Avec Introducing Living Smile Vidya, son seule-en-scène radical en forme de personal branding et biopic, pour partie dansé, présenté dans le cadre de la Sélection suisse du Festival Off d’Avignon, la comédienne, activiste et trans indienne réfugiée, Living Smile Vidya, livre un récit aussi cru que poignant et dérangeant. L’empreinte de l’histoire de la danse et de la performance est prégnante. De Loïe Fuller à Jérôme Bel en passant par Valeska Gert.

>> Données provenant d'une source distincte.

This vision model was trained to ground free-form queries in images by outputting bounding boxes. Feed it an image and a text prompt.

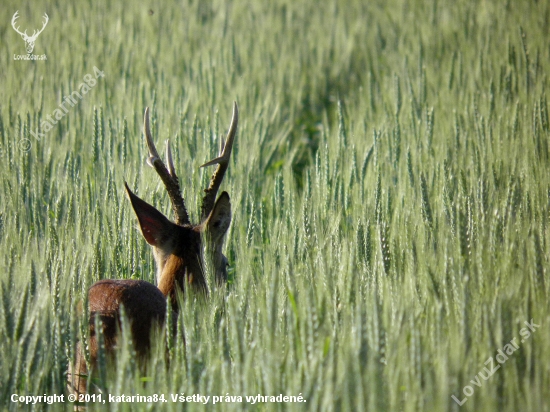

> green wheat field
[0,0,550,411]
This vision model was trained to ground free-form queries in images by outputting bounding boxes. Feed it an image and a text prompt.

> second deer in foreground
[68,103,238,394]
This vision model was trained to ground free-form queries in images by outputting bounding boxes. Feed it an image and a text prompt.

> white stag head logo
[11,10,50,54]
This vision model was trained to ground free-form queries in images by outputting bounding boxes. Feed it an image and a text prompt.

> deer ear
[206,192,231,238]
[124,182,173,246]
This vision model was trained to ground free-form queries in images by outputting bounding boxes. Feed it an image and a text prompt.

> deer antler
[11,10,50,41]
[31,13,50,40]
[143,107,190,225]
[11,10,28,37]
[201,102,239,221]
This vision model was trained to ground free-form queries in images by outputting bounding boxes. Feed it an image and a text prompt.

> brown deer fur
[67,104,238,394]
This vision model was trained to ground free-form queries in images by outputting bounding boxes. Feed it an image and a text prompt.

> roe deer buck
[67,103,238,394]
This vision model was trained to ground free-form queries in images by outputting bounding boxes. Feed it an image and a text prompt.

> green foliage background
[0,0,550,411]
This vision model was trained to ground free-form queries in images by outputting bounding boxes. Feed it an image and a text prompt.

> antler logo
[11,10,50,54]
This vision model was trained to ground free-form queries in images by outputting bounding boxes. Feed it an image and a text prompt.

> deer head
[126,103,238,305]
[11,10,50,54]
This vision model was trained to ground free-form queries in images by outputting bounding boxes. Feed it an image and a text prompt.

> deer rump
[88,279,166,363]
[67,279,166,395]
[67,103,238,394]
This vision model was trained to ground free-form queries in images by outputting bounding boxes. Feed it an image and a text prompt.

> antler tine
[201,102,239,220]
[143,107,190,225]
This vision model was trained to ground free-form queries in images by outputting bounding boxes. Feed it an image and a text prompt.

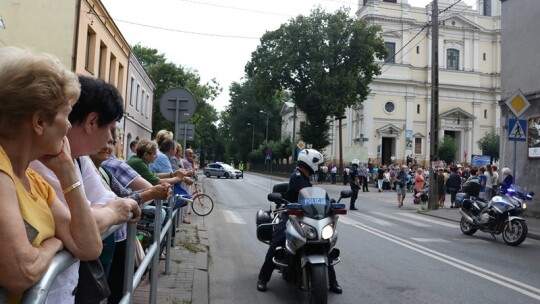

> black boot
[257,280,266,292]
[328,282,343,294]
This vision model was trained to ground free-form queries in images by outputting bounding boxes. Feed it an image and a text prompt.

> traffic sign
[504,89,531,118]
[508,119,527,141]
[159,88,197,123]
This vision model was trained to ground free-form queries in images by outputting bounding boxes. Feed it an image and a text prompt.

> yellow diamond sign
[505,89,531,117]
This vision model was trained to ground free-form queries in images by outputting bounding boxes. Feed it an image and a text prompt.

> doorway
[381,137,395,166]
[444,130,463,162]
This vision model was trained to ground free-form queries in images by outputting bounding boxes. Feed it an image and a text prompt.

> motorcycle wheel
[502,220,529,246]
[308,264,328,304]
[459,217,478,235]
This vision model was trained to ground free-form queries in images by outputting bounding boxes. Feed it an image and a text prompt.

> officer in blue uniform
[257,149,343,293]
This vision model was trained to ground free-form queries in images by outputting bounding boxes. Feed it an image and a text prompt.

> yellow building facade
[326,0,501,165]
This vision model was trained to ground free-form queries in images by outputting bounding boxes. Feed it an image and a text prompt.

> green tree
[476,129,501,161]
[132,45,222,163]
[439,135,458,164]
[219,79,286,161]
[246,7,387,149]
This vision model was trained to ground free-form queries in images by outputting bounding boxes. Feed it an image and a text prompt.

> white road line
[339,212,392,226]
[370,211,431,228]
[398,212,459,228]
[411,238,450,243]
[223,210,246,224]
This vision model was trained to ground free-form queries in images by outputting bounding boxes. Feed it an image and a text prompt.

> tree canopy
[246,7,387,149]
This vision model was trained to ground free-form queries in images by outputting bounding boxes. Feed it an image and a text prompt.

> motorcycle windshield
[298,187,331,219]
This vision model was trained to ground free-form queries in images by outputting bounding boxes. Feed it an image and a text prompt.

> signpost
[159,88,197,150]
[505,89,531,176]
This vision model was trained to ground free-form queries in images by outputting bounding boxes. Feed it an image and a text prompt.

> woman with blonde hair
[0,47,102,303]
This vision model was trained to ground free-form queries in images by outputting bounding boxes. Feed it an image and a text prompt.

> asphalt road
[200,173,540,304]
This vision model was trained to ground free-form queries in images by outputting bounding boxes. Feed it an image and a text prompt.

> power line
[109,18,261,40]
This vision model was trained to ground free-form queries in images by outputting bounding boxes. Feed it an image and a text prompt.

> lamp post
[259,110,270,146]
[247,122,255,152]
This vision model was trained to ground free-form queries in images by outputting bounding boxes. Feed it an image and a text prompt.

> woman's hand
[39,136,74,177]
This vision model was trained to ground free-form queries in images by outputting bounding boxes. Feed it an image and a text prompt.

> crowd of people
[0,47,196,303]
[343,159,514,210]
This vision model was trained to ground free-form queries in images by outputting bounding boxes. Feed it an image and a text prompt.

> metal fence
[0,197,181,304]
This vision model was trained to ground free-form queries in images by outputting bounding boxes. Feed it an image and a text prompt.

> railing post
[124,223,139,303]
[150,200,163,304]
[165,196,174,275]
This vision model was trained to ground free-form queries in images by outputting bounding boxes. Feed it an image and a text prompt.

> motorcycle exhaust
[459,208,476,225]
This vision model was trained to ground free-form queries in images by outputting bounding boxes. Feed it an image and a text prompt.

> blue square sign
[508,119,527,141]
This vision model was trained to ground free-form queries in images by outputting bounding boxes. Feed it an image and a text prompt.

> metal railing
[0,198,181,304]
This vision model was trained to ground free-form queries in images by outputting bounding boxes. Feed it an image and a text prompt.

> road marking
[223,210,246,224]
[398,212,459,228]
[370,211,431,228]
[411,238,450,243]
[346,212,392,226]
[353,223,540,301]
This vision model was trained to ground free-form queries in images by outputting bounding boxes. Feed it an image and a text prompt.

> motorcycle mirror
[268,192,281,204]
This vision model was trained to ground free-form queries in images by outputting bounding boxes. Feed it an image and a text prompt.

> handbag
[75,260,111,304]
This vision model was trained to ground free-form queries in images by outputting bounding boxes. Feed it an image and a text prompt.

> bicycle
[174,185,214,216]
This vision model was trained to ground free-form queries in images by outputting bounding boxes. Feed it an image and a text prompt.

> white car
[204,163,239,178]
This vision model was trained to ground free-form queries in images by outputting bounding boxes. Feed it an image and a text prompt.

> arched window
[446,49,459,71]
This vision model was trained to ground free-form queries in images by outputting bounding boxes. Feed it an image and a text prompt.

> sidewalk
[133,215,209,304]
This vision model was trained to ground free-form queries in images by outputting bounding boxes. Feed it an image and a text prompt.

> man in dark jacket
[257,149,343,294]
[446,166,461,208]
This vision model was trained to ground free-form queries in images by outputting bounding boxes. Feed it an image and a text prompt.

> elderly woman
[127,139,186,185]
[0,47,102,303]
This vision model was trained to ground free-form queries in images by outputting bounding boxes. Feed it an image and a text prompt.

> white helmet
[297,149,324,174]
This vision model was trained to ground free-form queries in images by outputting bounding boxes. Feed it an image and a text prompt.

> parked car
[204,163,239,178]
[233,168,244,179]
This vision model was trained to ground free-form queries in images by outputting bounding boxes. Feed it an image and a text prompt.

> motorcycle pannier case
[461,181,480,197]
[255,210,273,241]
[454,192,469,208]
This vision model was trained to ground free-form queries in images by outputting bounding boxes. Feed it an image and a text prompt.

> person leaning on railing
[90,130,172,303]
[0,47,102,303]
[30,76,141,304]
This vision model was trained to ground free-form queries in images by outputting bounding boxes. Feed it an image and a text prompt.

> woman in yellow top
[0,47,102,303]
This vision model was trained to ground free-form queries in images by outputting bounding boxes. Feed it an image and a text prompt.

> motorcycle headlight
[322,224,334,240]
[302,224,317,240]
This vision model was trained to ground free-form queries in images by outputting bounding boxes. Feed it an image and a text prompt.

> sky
[102,0,476,111]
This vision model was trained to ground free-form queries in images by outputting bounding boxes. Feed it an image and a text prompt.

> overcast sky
[102,0,476,111]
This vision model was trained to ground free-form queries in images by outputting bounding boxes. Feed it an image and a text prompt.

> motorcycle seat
[474,198,488,209]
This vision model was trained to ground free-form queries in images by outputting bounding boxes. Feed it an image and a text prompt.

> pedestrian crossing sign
[508,119,527,141]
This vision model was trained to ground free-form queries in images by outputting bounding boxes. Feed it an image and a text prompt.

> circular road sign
[159,88,197,123]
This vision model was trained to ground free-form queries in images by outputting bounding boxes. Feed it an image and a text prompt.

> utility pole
[291,104,296,164]
[335,115,347,175]
[428,0,439,210]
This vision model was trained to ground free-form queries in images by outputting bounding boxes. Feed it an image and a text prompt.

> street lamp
[247,122,255,152]
[259,110,270,146]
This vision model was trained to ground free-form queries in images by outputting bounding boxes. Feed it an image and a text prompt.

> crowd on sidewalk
[0,47,197,303]
[319,156,514,210]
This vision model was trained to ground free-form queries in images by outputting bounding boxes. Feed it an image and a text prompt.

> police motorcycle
[256,183,352,304]
[459,182,534,246]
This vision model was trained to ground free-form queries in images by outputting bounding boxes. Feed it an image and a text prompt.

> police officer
[257,149,343,293]
[349,159,360,210]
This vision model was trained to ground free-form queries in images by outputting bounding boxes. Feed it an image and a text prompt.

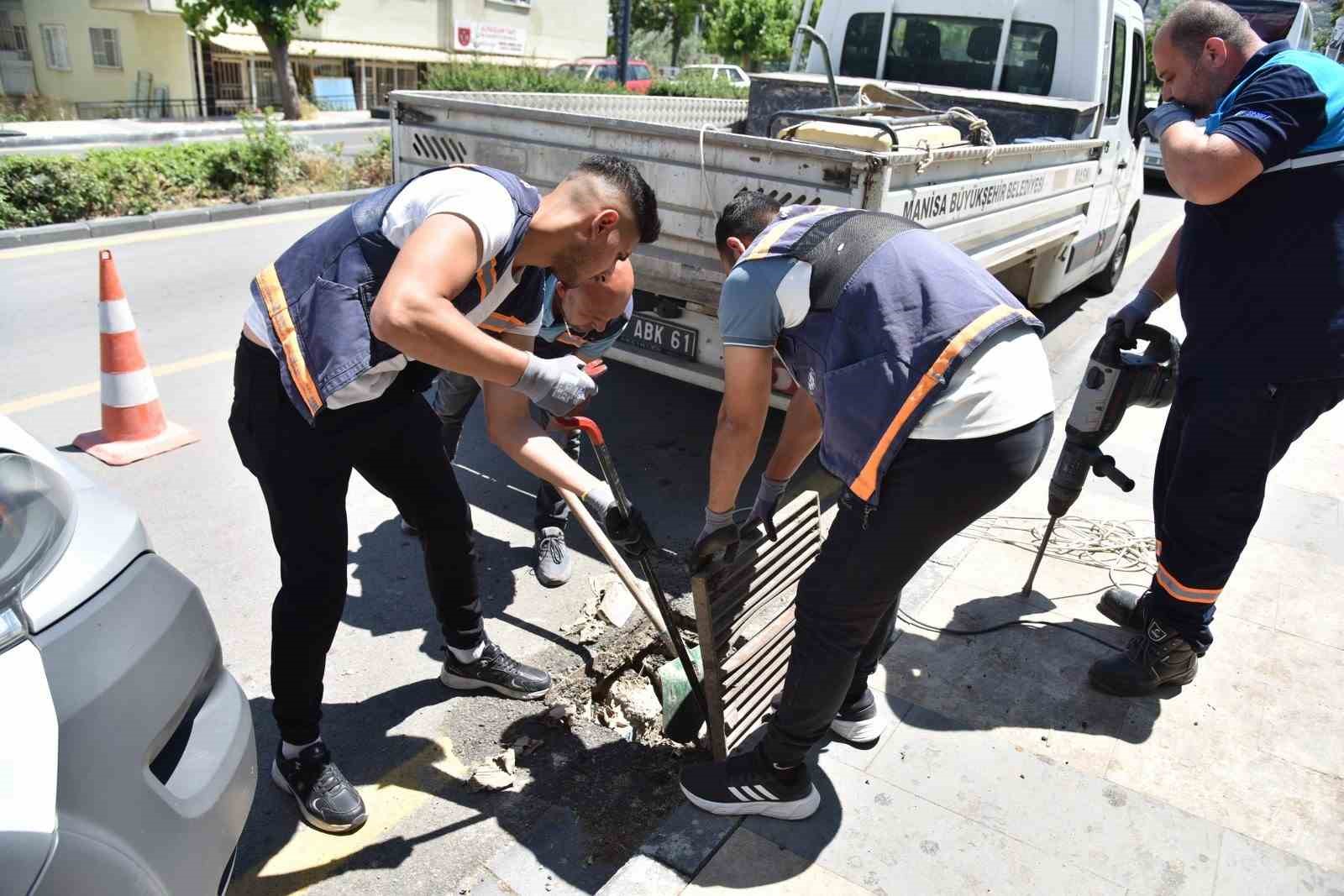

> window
[39,25,70,71]
[0,11,32,62]
[89,29,121,69]
[1106,18,1126,119]
[883,16,1059,96]
[840,12,891,78]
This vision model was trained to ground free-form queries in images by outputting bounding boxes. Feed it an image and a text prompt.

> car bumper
[34,553,257,896]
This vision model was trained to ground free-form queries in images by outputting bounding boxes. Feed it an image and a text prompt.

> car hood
[0,415,152,632]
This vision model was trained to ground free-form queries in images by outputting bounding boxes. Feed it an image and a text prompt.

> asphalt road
[0,128,387,159]
[0,182,1180,894]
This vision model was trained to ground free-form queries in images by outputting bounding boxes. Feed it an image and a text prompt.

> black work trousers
[1144,379,1344,652]
[764,415,1053,766]
[228,338,484,744]
[432,371,583,533]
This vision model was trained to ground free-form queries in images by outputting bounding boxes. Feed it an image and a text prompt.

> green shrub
[425,62,625,92]
[649,76,748,99]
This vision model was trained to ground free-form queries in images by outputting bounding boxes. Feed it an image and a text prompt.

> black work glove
[687,506,742,574]
[583,482,654,558]
[748,473,789,542]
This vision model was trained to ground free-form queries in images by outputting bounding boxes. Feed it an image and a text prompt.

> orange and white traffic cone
[74,249,200,466]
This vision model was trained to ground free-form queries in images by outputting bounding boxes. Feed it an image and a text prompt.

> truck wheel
[1087,219,1137,293]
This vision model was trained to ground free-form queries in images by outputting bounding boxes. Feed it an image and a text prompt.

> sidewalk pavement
[602,307,1344,896]
[0,112,387,149]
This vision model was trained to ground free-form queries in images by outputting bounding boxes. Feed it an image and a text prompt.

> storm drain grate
[690,491,822,759]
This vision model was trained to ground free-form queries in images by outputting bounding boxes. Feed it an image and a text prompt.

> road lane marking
[0,206,333,262]
[0,349,234,415]
[1131,215,1185,260]
[235,736,475,896]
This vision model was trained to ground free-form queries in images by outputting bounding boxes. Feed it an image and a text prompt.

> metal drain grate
[690,491,822,759]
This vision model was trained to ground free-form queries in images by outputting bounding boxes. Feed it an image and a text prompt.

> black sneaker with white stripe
[831,690,887,747]
[681,747,822,820]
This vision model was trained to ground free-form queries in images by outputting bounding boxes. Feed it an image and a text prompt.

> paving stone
[486,806,609,896]
[640,804,741,878]
[747,757,1124,896]
[1106,616,1344,871]
[23,220,89,246]
[1214,831,1344,896]
[882,583,1142,775]
[210,203,260,220]
[596,853,690,896]
[150,208,210,230]
[869,706,1221,896]
[89,215,155,238]
[683,831,871,896]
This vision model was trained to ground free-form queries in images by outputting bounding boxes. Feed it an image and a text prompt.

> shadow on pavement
[883,591,1179,743]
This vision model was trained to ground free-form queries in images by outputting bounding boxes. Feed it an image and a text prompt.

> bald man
[403,260,634,589]
[1090,0,1344,696]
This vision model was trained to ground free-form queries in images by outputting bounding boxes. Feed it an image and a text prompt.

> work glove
[583,482,654,558]
[513,354,596,417]
[688,506,742,572]
[1138,99,1194,143]
[748,474,789,542]
[1106,286,1163,338]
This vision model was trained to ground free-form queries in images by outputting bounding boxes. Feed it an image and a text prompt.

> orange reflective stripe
[1158,563,1223,603]
[257,265,323,414]
[738,206,838,262]
[849,305,1017,501]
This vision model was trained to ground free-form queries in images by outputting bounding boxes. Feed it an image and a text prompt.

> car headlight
[0,453,76,650]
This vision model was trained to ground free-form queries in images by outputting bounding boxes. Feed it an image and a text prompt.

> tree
[177,0,340,119]
[708,0,798,71]
[610,0,703,65]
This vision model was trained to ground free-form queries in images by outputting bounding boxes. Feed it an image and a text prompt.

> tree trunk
[257,27,302,121]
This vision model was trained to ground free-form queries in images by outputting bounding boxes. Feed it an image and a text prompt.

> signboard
[453,20,527,56]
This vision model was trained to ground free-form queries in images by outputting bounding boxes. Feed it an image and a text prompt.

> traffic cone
[76,249,200,466]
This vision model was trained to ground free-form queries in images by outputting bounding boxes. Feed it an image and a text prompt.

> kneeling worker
[402,260,634,589]
[228,156,659,833]
[681,193,1053,820]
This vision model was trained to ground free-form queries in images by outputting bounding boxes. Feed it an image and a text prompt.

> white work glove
[1138,99,1194,143]
[513,354,596,417]
[748,473,789,542]
[1106,286,1163,338]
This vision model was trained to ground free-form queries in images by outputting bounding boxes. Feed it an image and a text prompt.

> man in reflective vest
[1090,0,1344,696]
[228,156,659,833]
[681,193,1053,818]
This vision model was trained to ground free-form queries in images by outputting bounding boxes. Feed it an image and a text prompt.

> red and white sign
[453,22,527,56]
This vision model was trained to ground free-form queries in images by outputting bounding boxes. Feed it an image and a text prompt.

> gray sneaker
[536,525,574,589]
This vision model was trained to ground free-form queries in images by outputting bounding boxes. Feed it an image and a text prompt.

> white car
[0,417,257,896]
[677,65,751,87]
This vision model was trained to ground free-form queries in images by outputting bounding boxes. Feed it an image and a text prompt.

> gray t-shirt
[719,255,1055,441]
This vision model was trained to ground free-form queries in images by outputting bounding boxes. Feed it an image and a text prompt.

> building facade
[0,0,607,117]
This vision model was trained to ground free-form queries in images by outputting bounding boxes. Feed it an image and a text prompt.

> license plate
[621,314,701,361]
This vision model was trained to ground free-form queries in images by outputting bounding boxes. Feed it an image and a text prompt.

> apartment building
[0,0,607,117]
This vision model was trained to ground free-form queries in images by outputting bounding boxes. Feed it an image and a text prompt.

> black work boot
[1097,589,1147,631]
[1087,619,1199,697]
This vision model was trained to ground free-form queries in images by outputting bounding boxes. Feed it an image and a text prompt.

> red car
[551,56,654,92]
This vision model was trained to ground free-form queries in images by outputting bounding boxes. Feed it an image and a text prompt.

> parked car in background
[677,63,751,87]
[0,417,257,896]
[1144,0,1315,177]
[551,58,654,92]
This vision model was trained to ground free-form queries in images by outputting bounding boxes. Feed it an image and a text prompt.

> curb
[0,118,387,149]
[0,186,381,250]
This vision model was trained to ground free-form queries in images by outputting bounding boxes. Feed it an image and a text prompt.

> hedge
[0,113,391,228]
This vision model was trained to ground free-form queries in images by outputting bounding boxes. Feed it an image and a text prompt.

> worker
[1089,0,1344,696]
[402,260,634,589]
[681,192,1053,818]
[228,156,659,833]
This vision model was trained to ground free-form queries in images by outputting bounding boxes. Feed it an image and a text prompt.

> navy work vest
[738,206,1044,504]
[251,165,540,423]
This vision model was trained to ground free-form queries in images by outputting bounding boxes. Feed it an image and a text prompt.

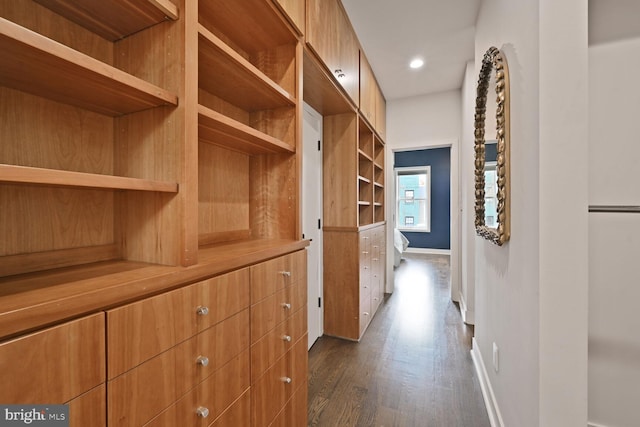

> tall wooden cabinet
[303,0,386,340]
[306,0,360,105]
[323,112,386,340]
[0,0,308,426]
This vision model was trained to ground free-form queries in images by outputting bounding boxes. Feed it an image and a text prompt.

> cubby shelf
[358,149,373,162]
[36,0,178,41]
[0,18,178,116]
[0,164,178,193]
[198,0,296,53]
[198,25,296,112]
[198,105,295,154]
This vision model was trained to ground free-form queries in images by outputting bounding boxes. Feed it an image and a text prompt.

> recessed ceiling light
[409,58,424,69]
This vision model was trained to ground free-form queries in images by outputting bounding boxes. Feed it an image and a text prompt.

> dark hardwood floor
[308,254,490,427]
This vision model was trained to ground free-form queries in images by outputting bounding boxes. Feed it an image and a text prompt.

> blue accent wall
[484,142,498,162]
[394,147,451,249]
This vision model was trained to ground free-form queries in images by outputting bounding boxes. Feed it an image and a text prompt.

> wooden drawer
[251,250,307,304]
[270,384,308,427]
[107,269,249,379]
[251,334,308,427]
[68,384,107,427]
[209,390,251,427]
[0,313,105,404]
[251,307,307,383]
[145,350,249,427]
[360,289,373,335]
[108,309,249,426]
[251,281,307,342]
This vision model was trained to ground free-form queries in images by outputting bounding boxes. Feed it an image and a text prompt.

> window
[395,166,431,232]
[484,162,498,228]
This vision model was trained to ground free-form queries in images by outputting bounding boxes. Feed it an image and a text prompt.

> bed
[393,228,409,267]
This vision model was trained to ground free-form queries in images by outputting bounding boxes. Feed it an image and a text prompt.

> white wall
[466,0,588,427]
[589,36,640,427]
[460,61,478,325]
[385,90,462,301]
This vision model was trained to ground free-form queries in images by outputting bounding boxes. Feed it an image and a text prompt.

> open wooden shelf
[358,149,373,162]
[198,105,295,155]
[198,0,296,54]
[198,24,296,112]
[0,164,178,193]
[35,0,178,41]
[0,18,178,116]
[358,175,371,184]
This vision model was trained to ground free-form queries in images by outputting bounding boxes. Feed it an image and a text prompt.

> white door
[302,104,323,348]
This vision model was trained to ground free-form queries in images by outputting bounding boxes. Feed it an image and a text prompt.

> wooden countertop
[0,239,309,340]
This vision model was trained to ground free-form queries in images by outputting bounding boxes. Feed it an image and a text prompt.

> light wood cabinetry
[307,0,360,105]
[251,252,307,426]
[275,0,307,35]
[360,50,387,140]
[324,224,385,341]
[0,313,106,425]
[0,0,308,426]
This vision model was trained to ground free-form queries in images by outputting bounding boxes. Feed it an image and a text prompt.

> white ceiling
[342,0,481,101]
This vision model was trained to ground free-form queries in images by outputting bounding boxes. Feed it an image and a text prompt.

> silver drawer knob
[196,406,209,418]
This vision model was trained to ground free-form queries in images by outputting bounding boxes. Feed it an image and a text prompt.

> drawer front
[69,384,107,427]
[251,250,307,304]
[251,282,307,342]
[0,313,105,404]
[108,309,249,426]
[251,334,308,427]
[142,350,249,427]
[251,307,307,383]
[270,384,308,427]
[360,290,373,335]
[107,269,249,379]
[209,390,251,427]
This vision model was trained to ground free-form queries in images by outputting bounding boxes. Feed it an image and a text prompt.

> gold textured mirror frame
[474,47,511,246]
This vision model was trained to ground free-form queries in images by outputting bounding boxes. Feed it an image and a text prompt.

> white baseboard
[460,293,476,325]
[471,337,504,427]
[405,248,451,255]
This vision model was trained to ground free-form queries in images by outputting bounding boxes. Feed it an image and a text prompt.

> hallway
[308,254,489,427]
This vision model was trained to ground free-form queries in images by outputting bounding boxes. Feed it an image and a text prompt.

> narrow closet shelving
[198,0,302,247]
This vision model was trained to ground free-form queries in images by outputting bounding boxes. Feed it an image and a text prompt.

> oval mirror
[474,47,511,246]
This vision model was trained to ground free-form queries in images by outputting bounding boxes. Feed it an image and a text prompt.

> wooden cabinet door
[307,0,360,105]
[360,51,378,129]
[375,86,387,140]
[331,6,360,105]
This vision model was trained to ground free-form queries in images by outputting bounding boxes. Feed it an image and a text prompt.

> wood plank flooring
[308,254,490,427]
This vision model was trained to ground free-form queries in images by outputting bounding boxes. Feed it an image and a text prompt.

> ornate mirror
[474,47,510,246]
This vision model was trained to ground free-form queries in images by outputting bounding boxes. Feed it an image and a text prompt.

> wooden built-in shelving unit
[0,0,306,336]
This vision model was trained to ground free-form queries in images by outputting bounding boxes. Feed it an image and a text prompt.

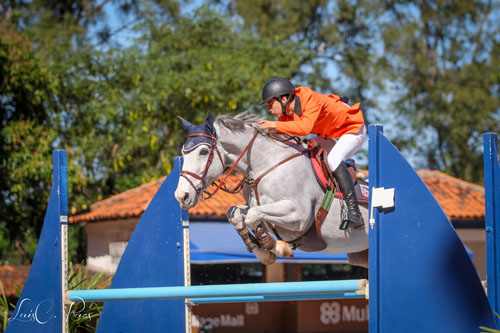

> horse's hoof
[255,250,276,265]
[275,241,294,258]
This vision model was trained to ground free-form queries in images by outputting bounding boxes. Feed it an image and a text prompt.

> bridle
[180,133,224,198]
[180,131,309,201]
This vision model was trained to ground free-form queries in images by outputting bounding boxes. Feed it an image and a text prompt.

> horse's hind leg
[227,205,276,265]
[347,249,368,268]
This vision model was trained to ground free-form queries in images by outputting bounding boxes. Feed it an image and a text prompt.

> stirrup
[339,217,365,230]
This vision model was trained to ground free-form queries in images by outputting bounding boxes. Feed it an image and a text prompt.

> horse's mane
[215,111,263,133]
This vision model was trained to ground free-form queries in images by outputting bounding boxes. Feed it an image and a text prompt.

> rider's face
[266,97,286,118]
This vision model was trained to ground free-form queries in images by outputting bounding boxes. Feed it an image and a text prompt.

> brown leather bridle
[180,131,309,202]
[180,133,224,198]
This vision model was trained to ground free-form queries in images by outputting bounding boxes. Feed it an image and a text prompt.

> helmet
[261,77,295,114]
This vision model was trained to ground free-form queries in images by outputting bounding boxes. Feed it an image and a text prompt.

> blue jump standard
[189,292,365,304]
[6,125,500,333]
[69,280,360,302]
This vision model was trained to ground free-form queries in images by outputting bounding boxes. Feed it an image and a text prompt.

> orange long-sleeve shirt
[276,87,364,139]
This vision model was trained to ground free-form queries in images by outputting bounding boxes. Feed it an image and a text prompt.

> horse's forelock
[215,111,261,132]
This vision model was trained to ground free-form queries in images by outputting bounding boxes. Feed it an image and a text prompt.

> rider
[259,78,366,229]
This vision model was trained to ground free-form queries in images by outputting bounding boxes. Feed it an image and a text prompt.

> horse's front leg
[245,200,300,258]
[227,205,276,265]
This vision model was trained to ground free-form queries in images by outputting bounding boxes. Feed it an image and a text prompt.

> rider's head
[262,77,295,115]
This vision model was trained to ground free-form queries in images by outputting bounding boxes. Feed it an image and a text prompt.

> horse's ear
[177,116,195,133]
[205,111,215,134]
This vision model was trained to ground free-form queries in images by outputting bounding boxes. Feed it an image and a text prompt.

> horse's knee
[254,249,276,265]
[244,208,262,230]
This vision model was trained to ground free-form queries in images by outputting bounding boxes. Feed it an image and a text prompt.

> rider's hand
[257,120,276,130]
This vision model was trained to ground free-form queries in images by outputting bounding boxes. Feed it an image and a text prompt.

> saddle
[294,141,369,252]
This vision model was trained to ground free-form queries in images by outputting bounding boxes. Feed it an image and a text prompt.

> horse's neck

Mais derrière la performance, se dessine une mise en garde: celle du risque d’instrumentalisation culturelle que vivent nombre d’artistes minoritaires. Living Smile Vidya pourrait bien être consommée, puis abandonnée par le système qui la célèbre aujourd’hui. Menacée de mort en Inde puis en Suisse où elle fut assiégée par un homme décidé à l’occire comme elle le relate avec force posts et reels sur Instagram et d’extraits de TJ suisses, l’actrice le sait. Elle en joue. Jusqu’au vertige voire au malaise.
Artiste et activiste trans, Living Smile Vidya se réfugie en Suisse en 2018 après avoir rencontré en Inde deux artistes suisses : le metteur en scène et dramaturge Marcel Schwald et le chorégraphe et performeur Chris Leuenberger. Elle jouera dans leur pièce EF FEMININITY (2018), exploration du genre et de la féminité à travers des récits autobiographiques et rencontres en Inde, programmée par le passé au sein de la Sélection suisse en Avignon. Elle a participé également au documentaire L’Audition (2023), de Lisa Gerig, salué par un Prix du cinéma suisse. L’artiste vit actuellement à Lucerne, où elle a obtenu un permis de séjour temporaire délivré aux personnes qui ont déposé une demande d’asile et dont la procédure est en cours.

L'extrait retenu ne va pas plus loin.